Chief Justice of the Supreme Court of Pennsylvania
- In office November 1, 1952 – December 29, 1956
- Preceded by: James B. Drew
- Succeeded by: Charles Alvin Jones

Justice of the Supreme Court of Pennsylvania
- In office January 6, 1936 – November 1, 1952

Personal details
- Born: August 7, 1878 North Philadelphia, Pennsylvania, U.S.
- Died: April 15, 1969 (aged 90)
- Relations: Henry Friendly (son-in-law) Rose Goldsmith Stern (sister-in-law)
- Education: University of Pennsylvania (BA, LLB)

= Horace Stern =

American judge (1878–1969)

Horace Stern (August 7, 1878 - April 15, 1969) was the chief justice of the Supreme Court of Pennsylvania from 1 November 1952 to 29 December 1956. He became chief justice after serving on the court from 6 January 1936.

==Biography==
Stern was born to a Jewish family in North Philadelphia, one of eight children.

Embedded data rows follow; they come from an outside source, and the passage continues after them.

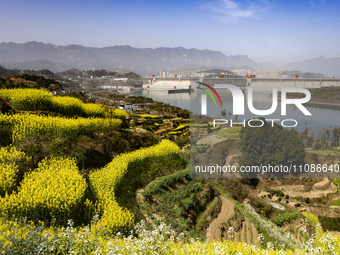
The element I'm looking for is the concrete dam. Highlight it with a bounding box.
[142,77,340,91]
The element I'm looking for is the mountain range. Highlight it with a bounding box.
[0,41,339,77]
[282,57,340,78]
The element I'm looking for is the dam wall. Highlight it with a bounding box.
[142,78,198,90]
[142,77,340,90]
[250,78,340,89]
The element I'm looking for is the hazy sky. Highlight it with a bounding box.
[1,0,339,65]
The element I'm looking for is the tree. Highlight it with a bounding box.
[325,128,331,148]
[239,118,305,178]
[221,109,227,118]
[332,127,340,147]
[307,130,315,148]
[300,127,308,146]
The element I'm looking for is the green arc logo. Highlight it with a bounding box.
[196,82,223,107]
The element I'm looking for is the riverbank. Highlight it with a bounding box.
[305,99,340,109]
[284,86,340,108]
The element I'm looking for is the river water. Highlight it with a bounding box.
[127,89,340,135]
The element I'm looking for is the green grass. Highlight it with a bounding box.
[330,180,340,205]
[142,168,190,198]
[332,179,340,185]
[190,145,210,154]
[330,200,340,206]
[331,179,340,193]
[312,149,340,155]
[228,133,240,138]
[217,126,242,138]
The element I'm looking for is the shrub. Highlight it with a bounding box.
[311,153,319,163]
[272,212,300,227]
[269,189,285,197]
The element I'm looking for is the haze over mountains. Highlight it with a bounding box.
[0,41,339,77]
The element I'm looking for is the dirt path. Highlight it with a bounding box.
[208,195,235,241]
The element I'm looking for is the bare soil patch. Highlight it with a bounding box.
[272,179,338,199]
[197,135,226,146]
[208,195,235,241]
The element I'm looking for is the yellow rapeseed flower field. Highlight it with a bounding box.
[0,146,30,196]
[4,88,340,254]
[0,88,52,111]
[0,112,122,142]
[89,139,180,235]
[0,88,128,118]
[0,217,340,254]
[0,157,87,225]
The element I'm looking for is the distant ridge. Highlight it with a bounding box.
[5,60,72,73]
[0,65,19,77]
[0,42,259,74]
[1,42,339,76]
[282,56,340,77]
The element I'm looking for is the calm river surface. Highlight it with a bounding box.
[127,89,340,135]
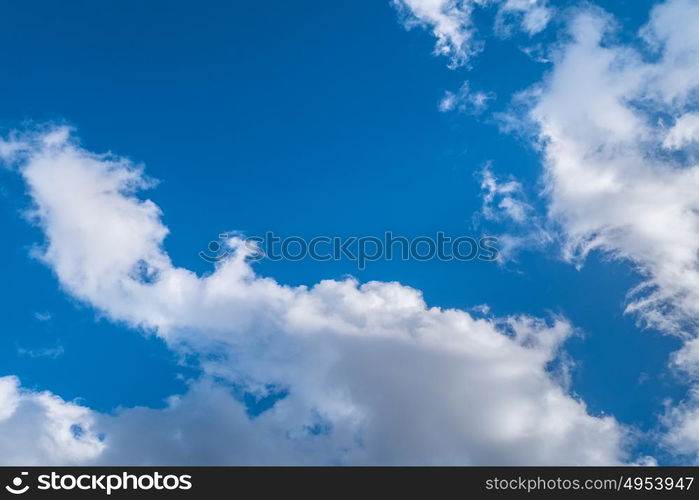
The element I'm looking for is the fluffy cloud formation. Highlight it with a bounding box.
[516,0,699,459]
[0,127,627,464]
[528,0,699,341]
[663,113,699,150]
[663,388,699,463]
[393,0,551,66]
[0,376,104,465]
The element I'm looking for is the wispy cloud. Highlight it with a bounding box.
[475,165,552,261]
[439,81,495,114]
[33,311,52,322]
[17,344,64,359]
[392,0,552,67]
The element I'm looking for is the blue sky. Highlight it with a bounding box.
[0,0,698,465]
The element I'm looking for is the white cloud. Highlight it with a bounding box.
[662,388,699,462]
[393,0,482,67]
[34,311,52,322]
[17,344,65,359]
[663,113,699,150]
[439,81,495,113]
[0,376,104,465]
[480,166,531,223]
[495,0,552,37]
[527,0,699,336]
[0,127,628,464]
[477,165,552,260]
[392,0,551,67]
[512,0,699,460]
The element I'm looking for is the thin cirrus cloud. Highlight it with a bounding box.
[393,0,552,67]
[439,81,495,114]
[477,166,552,261]
[0,127,627,465]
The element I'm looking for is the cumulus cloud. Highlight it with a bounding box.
[509,0,699,460]
[663,113,699,150]
[0,376,104,465]
[0,127,627,464]
[662,388,699,462]
[393,0,551,67]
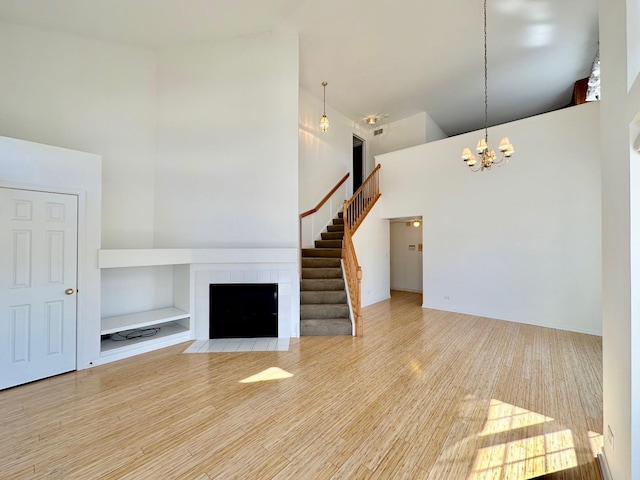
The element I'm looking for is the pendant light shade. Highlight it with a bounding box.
[320,114,330,132]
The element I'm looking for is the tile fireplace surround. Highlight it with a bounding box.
[192,251,299,339]
[190,249,300,339]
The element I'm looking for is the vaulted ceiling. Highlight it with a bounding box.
[0,0,598,136]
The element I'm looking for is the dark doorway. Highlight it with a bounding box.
[353,135,364,192]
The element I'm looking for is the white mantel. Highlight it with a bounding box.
[99,248,300,339]
[98,248,297,268]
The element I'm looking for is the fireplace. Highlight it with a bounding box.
[190,250,300,339]
[209,283,278,338]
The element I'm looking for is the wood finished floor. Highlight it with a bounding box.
[0,291,603,479]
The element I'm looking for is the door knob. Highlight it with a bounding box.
[65,288,74,295]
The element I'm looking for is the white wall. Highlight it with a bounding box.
[299,88,355,213]
[0,22,157,249]
[599,0,640,477]
[390,222,423,292]
[153,30,299,249]
[425,111,448,142]
[627,0,640,89]
[369,112,447,159]
[0,22,165,337]
[0,136,102,369]
[101,266,174,318]
[352,200,390,307]
[298,87,356,246]
[367,112,447,180]
[373,103,601,335]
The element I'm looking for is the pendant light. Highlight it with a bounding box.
[320,81,330,132]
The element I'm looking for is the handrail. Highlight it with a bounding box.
[342,164,381,337]
[300,172,350,219]
[351,164,381,206]
[344,164,381,234]
[299,172,351,278]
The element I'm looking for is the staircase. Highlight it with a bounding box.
[299,165,381,337]
[300,212,352,336]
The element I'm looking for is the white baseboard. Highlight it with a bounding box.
[390,287,422,293]
[597,448,613,480]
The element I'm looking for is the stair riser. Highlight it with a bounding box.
[333,218,344,225]
[302,268,343,279]
[314,240,342,249]
[300,319,351,336]
[301,279,345,291]
[321,232,344,240]
[301,258,341,268]
[300,305,350,319]
[301,291,347,304]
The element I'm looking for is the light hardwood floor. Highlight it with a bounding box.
[0,291,603,479]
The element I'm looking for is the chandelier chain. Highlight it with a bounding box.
[322,81,327,115]
[484,0,488,142]
[460,0,514,170]
[320,81,329,132]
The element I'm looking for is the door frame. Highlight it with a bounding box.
[352,134,366,194]
[0,181,86,371]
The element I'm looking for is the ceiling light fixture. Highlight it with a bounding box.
[461,0,514,171]
[367,117,377,125]
[320,81,330,132]
[413,220,421,228]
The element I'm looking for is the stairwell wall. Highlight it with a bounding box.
[352,200,390,307]
[298,88,355,215]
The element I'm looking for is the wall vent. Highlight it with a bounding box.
[373,128,384,136]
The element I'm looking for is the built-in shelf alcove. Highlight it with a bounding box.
[98,248,300,365]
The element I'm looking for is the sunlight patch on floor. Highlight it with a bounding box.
[469,399,580,479]
[480,399,554,436]
[470,429,577,479]
[588,430,603,458]
[239,367,294,383]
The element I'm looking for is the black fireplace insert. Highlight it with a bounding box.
[209,283,278,338]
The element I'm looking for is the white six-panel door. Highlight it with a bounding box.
[0,188,78,390]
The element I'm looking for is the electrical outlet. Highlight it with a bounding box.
[607,425,614,450]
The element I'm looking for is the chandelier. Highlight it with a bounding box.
[461,0,514,171]
[320,81,330,132]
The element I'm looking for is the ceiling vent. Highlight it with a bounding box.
[373,128,384,136]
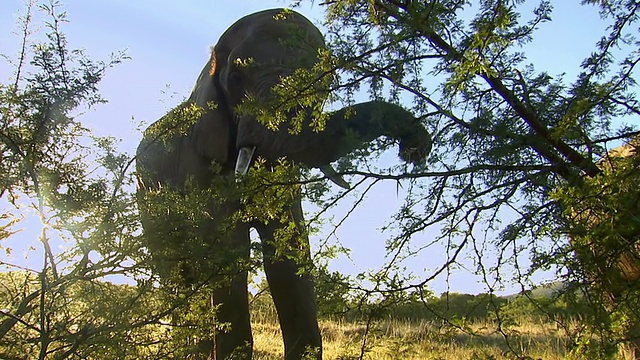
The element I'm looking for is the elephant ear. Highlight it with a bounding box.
[189,52,231,164]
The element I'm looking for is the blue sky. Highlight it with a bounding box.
[0,1,610,295]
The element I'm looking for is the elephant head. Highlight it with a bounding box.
[184,9,431,187]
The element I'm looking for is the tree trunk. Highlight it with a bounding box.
[567,137,640,359]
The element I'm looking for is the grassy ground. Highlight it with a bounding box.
[251,319,571,359]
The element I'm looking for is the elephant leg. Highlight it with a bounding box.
[254,198,322,360]
[211,222,253,360]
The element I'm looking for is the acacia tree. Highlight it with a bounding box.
[276,0,639,358]
[557,138,640,358]
[0,1,196,358]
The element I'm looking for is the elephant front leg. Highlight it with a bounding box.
[261,246,322,360]
[255,209,322,359]
[212,271,253,360]
[210,223,254,360]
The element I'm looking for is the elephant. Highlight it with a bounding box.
[136,8,432,360]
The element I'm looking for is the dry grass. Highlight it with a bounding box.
[252,318,572,359]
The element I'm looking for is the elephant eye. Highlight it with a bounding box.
[225,70,244,99]
[228,71,243,86]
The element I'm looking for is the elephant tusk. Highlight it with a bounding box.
[235,146,256,182]
[319,165,350,189]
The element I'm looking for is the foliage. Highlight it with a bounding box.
[284,0,640,357]
[313,264,353,318]
[553,137,640,358]
[3,0,640,358]
[305,278,590,327]
[0,271,176,359]
[388,292,505,323]
[0,1,187,358]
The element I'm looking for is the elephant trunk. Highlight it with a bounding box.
[234,101,431,187]
[322,101,432,165]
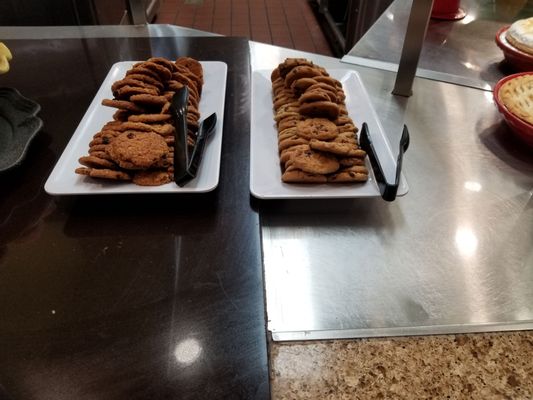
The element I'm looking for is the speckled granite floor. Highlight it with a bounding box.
[270,331,533,399]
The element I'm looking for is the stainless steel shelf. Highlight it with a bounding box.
[343,0,533,90]
[251,43,533,342]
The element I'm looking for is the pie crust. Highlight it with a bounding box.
[506,18,533,55]
[499,74,533,125]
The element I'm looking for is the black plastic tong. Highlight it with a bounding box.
[170,86,217,187]
[359,122,410,202]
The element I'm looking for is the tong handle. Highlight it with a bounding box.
[394,125,410,189]
[174,113,217,187]
[360,122,409,202]
[171,87,191,186]
[188,113,217,177]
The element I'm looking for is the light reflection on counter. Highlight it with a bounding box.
[460,13,476,25]
[464,181,482,192]
[484,90,495,102]
[461,61,481,72]
[174,338,202,365]
[455,226,479,258]
[264,237,315,333]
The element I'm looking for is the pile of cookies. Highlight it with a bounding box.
[75,56,203,186]
[271,58,368,183]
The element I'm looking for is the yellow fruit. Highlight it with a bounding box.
[0,42,12,61]
[0,55,9,74]
[0,43,12,60]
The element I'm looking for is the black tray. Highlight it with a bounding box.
[0,87,42,172]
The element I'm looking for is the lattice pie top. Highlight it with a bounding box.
[499,74,533,126]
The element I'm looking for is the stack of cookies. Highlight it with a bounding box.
[271,58,368,183]
[75,56,203,186]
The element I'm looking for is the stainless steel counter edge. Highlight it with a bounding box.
[0,24,219,39]
[341,54,493,92]
[272,321,533,341]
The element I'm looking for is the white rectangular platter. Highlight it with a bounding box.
[250,68,409,199]
[45,61,227,195]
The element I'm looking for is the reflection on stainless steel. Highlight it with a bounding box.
[174,338,202,364]
[464,181,482,192]
[344,0,533,89]
[454,226,478,258]
[258,53,533,340]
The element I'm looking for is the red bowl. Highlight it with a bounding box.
[495,26,533,72]
[493,72,533,148]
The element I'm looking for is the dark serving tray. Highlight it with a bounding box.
[0,87,43,172]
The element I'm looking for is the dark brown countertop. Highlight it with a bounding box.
[0,36,269,400]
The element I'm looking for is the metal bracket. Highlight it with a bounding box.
[126,0,148,25]
[392,0,434,97]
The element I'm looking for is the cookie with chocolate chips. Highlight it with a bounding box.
[106,131,171,170]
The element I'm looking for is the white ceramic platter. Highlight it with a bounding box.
[250,68,409,199]
[45,61,227,195]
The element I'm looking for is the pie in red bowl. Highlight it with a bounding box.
[493,72,533,148]
[495,26,533,72]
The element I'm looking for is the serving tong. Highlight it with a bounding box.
[170,86,217,187]
[170,86,407,197]
[359,122,410,202]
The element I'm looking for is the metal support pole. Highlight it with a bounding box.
[318,0,328,14]
[344,0,359,53]
[392,0,434,97]
[126,0,147,25]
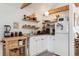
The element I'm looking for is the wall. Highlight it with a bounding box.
[69,3,75,56]
[0,4,28,37]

He graduated from the University of Pennsylvania in 1899, and from the University of Pennsylvania Law School summa cum laude in 1902.

Prior to his elevation to the bench, Stern was a professor at University of Pennsylvania Law School, where his portrait still hangs today. He went on to co-found of the law firm of Wolf, Block, Schorr & Solis-Cohen (later called WolfBlock) in 1903, before taking an appointment to the Philadelphia County Court of Common Pleas in 1920.

Stern was the first Jew to serve on the Pennsylvania Supreme Court and the second Jewish trustee of the University of Pennsylvania (and first since Moses Levy, whose term as trustee started in 1802 and ended in 1826). He was also very active within Philadelphia's Jewish community, having served as president of the Federation of Jewish Charities (now the Jewish Federation of Greater Philadelphia) and having been a founder of the American Jewish Committee.

Stern's daughter Sophie Stern married Henry Friendly in 1930. Stern's brother Sidney was married to clubwoman Rose Goldsmith Stern.